Members pay a one-time $20 club fee, which is refundable if they drop out. What they pay for groceries is somewhere between retail and wholesale, based on the size of the club to date, said Jim Richter, a member of the board and executive director of the Hazelwood Initiative.
"The more people we get to join," he said, "the closer to wholesale we will get."
The mission is to get healthy food to the neighborhood for the convenience of any resident, and it is also to serve the needy.
Participation is "a little bit of both, but more on the end of folks who are really in need," he said. "Maybe they don't have a car. This is a much cheaper way for them" than a jitney or even a bus. "You'd have to take the bus to Greenfield Avenue and get a transfer to go to the Giant Eagle in Greenfield. That costs extra."
Rev. Boone, who came up with the idea for the food club, said she was motivated by a single image -- "2-year-olds sucking on Hot Fries," she said. "They have all that orange stuff around their mouths and I'm thinking, 'Don't give your kids those preservatives and salt!' It really bothers me."
People in Hazelwood have a few makeshift points of access to groceries -- the S&R convenience store, Rite Aid, farm stands in the summer; the Greater Pittsburgh Community Food Bank visits St. John the Baptist Church and the YMCA twice a month.
The food club board began planning last year. At the same time, Michael McClung was creating his own answer to the market void in the neighborhood. He opened D'Andrea's Italian Deli adjacent to the former Dimperio's and began stocking some groceries that don't run the risk of spoiling.

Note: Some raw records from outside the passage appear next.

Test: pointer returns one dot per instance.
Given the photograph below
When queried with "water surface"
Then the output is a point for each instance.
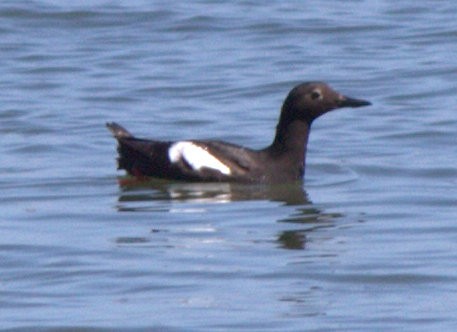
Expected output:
(368, 242)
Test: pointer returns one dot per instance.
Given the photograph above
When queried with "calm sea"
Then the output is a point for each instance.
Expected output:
(369, 242)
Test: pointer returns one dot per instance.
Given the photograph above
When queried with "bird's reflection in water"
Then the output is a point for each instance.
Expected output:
(136, 195)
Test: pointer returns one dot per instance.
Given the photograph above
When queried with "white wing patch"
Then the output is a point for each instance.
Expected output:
(196, 156)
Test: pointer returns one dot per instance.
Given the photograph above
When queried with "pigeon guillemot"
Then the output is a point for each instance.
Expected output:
(216, 161)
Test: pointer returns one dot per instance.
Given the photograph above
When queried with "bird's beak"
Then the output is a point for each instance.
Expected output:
(352, 102)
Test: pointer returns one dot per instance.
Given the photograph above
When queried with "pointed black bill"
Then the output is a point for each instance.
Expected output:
(352, 102)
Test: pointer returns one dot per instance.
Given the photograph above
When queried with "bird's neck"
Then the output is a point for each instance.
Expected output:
(291, 140)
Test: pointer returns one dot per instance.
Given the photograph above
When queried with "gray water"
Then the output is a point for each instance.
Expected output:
(369, 242)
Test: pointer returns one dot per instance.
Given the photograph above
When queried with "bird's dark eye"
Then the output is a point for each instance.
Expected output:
(315, 95)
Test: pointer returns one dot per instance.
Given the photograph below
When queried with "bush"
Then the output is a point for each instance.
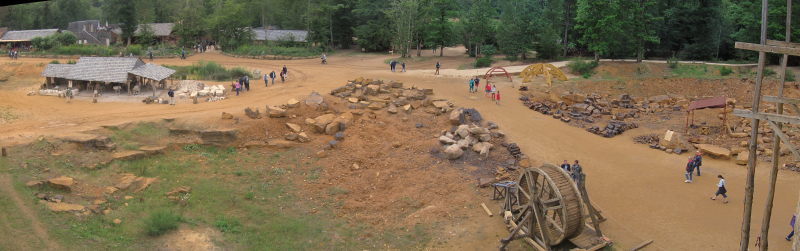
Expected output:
(582, 67)
(672, 62)
(262, 50)
(483, 62)
(209, 71)
(160, 222)
(725, 71)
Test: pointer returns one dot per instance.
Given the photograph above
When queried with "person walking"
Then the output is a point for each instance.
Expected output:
(471, 84)
(698, 161)
(791, 224)
(171, 95)
(689, 170)
(566, 166)
(577, 172)
(68, 94)
(238, 87)
(722, 191)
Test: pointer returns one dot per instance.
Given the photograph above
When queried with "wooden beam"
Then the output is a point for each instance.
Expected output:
(784, 138)
(767, 116)
(768, 48)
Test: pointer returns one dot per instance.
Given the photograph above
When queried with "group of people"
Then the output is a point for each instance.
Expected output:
(694, 163)
(243, 83)
(575, 171)
(393, 65)
(490, 90)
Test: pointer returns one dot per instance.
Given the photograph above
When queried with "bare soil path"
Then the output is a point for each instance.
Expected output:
(640, 190)
(23, 241)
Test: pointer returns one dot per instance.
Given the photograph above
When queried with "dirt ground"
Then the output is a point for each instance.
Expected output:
(641, 191)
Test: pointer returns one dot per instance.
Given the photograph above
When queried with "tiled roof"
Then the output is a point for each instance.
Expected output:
(104, 69)
(57, 70)
(152, 71)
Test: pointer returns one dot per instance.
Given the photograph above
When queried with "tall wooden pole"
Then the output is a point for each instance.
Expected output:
(751, 163)
(776, 145)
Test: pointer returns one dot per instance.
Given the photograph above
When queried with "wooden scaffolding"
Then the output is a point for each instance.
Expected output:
(775, 122)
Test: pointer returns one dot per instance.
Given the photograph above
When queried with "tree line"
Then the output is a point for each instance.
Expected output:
(685, 29)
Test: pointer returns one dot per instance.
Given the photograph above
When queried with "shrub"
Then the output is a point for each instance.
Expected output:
(483, 62)
(672, 62)
(227, 225)
(582, 67)
(160, 222)
(725, 71)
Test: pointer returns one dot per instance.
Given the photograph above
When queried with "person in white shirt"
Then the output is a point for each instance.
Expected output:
(721, 190)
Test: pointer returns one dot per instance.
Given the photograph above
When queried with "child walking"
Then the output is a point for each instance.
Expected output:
(721, 190)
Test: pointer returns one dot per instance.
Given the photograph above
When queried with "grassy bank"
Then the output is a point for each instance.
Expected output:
(262, 50)
(209, 71)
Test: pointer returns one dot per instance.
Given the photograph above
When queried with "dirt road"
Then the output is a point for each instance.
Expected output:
(640, 190)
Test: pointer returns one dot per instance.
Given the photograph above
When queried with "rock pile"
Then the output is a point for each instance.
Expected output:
(613, 128)
(467, 135)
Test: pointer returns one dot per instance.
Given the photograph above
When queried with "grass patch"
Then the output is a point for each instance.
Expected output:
(161, 222)
(585, 68)
(210, 71)
(263, 50)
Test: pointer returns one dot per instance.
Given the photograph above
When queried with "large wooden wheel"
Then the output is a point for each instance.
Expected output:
(557, 198)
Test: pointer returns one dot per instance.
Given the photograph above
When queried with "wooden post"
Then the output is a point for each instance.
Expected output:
(776, 146)
(751, 163)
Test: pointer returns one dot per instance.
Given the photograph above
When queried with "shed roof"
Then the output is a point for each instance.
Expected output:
(26, 35)
(159, 29)
(716, 102)
(104, 69)
(280, 35)
(152, 71)
(57, 70)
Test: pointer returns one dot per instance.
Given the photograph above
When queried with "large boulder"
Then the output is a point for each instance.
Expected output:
(294, 127)
(453, 152)
(322, 121)
(293, 103)
(714, 151)
(218, 136)
(742, 158)
(276, 112)
(446, 140)
(61, 182)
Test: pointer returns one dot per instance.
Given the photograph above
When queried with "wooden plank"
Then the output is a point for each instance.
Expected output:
(767, 48)
(640, 246)
(785, 139)
(782, 44)
(768, 116)
(486, 209)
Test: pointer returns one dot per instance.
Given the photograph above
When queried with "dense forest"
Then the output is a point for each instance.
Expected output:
(685, 29)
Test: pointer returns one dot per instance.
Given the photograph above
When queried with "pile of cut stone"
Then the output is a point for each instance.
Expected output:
(613, 128)
(468, 134)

He said he is interested in expanding his grocery offerings into a former bar beside his shop.
"I told him, 'We do not want to compete with you,' " said Rev. Boone. "We want you to sell groceries. Our thing is the fresh produce."
Dianne Shenk, a master's degree student in food studies at Chatham University, began volunteering at Loaves and Fishes "as part of my education." She said food-buying clubs are not common and that this is an interesting example of how people solve the food-desert problem.
She has become the club's volunteer coordinator with service to Hazelwood Towers.
The other day, she suspected that Ethel and Evelyn's orders were mixed up. "I'm sure she [Ethel] wanted smoked turkey." She started out the door. "I'll just go to Squirrel Hill and buy some."